A retired officers tells Packer that maybe if Beau Biden were still alive, he’d be able to speak to the president about why leaving these people to the Taliban’s tender mercies is wrong. “I don’t know who else would be able to do that,” he said.
Packer writes about one particular translator named Khan, whose wife is 34 weeks pregnant. Khan was able to use that to his advantage, hiring an ambulance to get his family through Taliban checkpoints to Kabul where he hoped to evacuate. His wife kept the evidence of his service for the US under her burka, knowing if it was discovered he would be killed. Khan managed to beat the odds. He made it to Kabul and thanks to intervention by a lawyer and some people pushing for him here in the US, he got seats to leave on a flight scheduled for this Tuesday:
With the U.S. visas and tickets in hand, Khan told me that Saturday, August 14, 2021, was the happiest day of his life. He sent me a video of his 3-year-old son in their rented room, dancing an Afghan dance of celebration.

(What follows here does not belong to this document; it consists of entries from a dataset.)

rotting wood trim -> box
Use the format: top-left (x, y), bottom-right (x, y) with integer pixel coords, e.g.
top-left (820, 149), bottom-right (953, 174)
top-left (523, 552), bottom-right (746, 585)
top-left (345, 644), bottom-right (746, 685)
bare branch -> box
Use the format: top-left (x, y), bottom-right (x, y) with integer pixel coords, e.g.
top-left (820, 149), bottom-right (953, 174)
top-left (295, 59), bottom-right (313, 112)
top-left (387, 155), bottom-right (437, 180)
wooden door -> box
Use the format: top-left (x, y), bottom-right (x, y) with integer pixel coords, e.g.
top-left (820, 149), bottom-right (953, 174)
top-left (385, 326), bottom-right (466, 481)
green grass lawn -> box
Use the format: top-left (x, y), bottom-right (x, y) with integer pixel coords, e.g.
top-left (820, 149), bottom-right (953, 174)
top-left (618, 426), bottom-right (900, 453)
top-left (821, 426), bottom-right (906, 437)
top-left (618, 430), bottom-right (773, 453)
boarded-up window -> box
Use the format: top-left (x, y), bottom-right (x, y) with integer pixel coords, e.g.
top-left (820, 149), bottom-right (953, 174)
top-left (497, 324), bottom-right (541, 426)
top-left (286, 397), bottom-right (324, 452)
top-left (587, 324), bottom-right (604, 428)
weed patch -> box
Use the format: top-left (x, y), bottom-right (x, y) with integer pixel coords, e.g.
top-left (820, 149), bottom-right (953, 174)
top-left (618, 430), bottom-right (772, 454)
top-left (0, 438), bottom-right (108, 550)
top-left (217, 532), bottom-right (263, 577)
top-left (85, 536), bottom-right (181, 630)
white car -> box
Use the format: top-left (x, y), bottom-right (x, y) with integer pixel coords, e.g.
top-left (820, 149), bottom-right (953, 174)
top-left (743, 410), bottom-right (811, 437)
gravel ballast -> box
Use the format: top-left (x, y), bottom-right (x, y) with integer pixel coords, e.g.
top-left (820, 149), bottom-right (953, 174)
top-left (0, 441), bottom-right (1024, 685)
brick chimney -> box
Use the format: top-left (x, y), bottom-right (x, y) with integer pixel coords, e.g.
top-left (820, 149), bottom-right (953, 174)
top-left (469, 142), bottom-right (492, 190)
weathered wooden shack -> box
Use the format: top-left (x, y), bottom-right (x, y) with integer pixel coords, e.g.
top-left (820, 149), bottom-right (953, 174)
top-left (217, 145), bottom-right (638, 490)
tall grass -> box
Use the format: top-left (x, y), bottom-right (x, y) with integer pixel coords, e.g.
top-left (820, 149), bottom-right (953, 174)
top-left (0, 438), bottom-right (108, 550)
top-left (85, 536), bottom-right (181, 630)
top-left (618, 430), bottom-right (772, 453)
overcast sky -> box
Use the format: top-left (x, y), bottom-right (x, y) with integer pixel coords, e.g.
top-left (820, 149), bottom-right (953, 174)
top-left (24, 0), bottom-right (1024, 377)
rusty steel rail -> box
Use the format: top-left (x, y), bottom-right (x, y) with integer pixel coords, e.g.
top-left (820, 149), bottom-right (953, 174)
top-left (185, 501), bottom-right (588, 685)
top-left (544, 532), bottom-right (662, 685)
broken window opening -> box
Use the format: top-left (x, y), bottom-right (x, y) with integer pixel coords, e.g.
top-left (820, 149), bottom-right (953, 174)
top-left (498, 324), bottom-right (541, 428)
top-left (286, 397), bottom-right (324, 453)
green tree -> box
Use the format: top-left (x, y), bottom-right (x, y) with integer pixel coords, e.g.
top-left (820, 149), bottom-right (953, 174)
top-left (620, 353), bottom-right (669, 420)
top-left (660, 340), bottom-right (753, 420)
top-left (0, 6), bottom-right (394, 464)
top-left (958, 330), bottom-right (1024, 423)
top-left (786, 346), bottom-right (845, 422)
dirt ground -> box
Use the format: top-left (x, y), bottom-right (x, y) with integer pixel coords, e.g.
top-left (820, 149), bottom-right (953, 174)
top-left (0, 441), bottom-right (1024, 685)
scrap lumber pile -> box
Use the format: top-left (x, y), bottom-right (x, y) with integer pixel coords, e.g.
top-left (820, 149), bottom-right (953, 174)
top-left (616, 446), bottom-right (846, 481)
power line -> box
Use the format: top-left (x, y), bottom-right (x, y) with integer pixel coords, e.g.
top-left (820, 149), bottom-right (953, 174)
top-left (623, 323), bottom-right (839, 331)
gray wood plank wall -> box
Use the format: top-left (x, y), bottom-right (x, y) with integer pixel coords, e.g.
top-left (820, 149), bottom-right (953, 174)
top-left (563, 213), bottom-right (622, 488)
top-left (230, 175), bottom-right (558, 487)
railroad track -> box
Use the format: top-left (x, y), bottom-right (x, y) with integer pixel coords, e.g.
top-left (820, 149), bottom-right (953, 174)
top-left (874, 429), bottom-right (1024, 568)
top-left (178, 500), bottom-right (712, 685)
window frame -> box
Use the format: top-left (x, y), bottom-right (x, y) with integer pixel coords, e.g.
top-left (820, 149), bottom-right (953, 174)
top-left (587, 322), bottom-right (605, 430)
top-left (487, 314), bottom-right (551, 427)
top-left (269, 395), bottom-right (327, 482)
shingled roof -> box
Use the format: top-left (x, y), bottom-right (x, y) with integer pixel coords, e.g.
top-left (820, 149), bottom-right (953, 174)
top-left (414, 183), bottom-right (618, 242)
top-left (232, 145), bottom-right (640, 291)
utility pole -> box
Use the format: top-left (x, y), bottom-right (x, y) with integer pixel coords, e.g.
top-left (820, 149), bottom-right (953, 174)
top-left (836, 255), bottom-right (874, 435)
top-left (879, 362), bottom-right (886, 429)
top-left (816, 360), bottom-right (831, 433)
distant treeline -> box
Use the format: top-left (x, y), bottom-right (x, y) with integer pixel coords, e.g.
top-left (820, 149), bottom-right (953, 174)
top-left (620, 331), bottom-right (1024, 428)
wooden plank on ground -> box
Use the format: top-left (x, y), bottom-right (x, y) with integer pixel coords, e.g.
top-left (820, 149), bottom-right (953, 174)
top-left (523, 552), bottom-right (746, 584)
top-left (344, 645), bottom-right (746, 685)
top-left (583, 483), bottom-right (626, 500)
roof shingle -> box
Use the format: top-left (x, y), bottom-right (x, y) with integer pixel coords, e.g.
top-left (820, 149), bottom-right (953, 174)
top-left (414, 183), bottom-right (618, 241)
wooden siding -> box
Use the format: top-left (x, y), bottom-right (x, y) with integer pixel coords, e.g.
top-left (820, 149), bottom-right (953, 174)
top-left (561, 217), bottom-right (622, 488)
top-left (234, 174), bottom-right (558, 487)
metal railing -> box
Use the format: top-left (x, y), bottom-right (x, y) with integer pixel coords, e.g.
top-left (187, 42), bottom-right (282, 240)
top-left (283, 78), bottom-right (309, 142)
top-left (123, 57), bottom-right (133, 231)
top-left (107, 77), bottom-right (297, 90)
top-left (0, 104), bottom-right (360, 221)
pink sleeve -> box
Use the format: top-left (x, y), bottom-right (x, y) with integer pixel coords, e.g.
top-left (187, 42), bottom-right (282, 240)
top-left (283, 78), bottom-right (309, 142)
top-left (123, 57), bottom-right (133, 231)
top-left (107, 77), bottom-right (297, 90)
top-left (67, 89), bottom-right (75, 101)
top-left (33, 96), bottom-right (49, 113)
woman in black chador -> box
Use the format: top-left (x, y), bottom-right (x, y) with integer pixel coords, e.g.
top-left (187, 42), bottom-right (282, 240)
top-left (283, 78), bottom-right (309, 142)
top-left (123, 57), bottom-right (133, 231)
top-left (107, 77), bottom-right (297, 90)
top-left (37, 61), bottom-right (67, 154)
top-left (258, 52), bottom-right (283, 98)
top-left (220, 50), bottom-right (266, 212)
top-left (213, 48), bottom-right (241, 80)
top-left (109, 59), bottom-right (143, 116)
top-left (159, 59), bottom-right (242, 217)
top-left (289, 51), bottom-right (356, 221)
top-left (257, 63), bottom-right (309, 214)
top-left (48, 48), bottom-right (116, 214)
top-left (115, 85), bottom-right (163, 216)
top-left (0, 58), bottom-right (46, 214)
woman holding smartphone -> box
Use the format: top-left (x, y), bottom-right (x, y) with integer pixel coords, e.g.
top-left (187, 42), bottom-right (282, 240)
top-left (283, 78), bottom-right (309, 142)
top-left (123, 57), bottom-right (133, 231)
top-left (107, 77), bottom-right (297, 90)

Today, Sunday, the Taliban are in Kabul.
And that’s how it ends. Khan and many, many others, including some Americans, are trapped in a country whose new leaders will murder them in the street if they are discovered. Here’s Josh Marshall’s considered response to all of this: [emphasis added]
And it seems to be quicker than the White House figured. But by a month? Three months? Does that matter? I don’t see why. If anything, given the outcome, quicker is better – since a protracted fall is necessarily a bloodier fall. But what the reaction has demonstrated to me is the sheer depth of denial. The inability to accept the reality of the situation. And thus the excuse making. Sen. Maggie Hassan’s press release below is a painfully good example of that. So is this article by in The Atlantic by George Packer. Virtually everything Richard Engel has been writing on Twitter for the last 24 hours. All so much the cant of empire…
Someone had to make the decision that Bush, Obama and Trump did not and apparently could not. Biden did.
It’s hard to imagine a more callous and amoral response to the current situation. Marshall doesn’t seem to spare a thought for the possibility that the actual people left behind are actual people or that there were other ways to approach this that would not have necessitated sending 5,000 troops in days after pulling 2,500 troops out, not to mention the Saigon-redux optics of it.
I’m not talking about whether we should have left Afghanistan or not. Trump wanted to leave, Biden wanted to leave. Most Americans seem ready for us to leave. But the idea that it doesn’t matter how we leave, whether in an orderly way or simply skipping town, is a terrifically dumb idea. It obviously matters to those we left behind, since many of them could wind up dead as a result. There are already videos on Twitter showing bodies in the streets. There are reports of Taliban checkpoints where men with clean shaven faces are suspect. Adding their bodies to the rubble wasn’t a necessity on our part, it was a choice.
Ultimately, it’s our credibility that’s at stake. We have other allies in the world who are watching this drama play out. And we have other enemies besides the Taliban who are also watching with great interest. It doesn’t take much imagination to conclude there are people in Beijing and Moscow and Pyongyang who are feeling pretty good about this right now. Weakness and failure invite a challenge. So the assumption that this bumble-fingered withdrawal couldn’t possibly come back to bite us later is really some next level blinkered partisanship.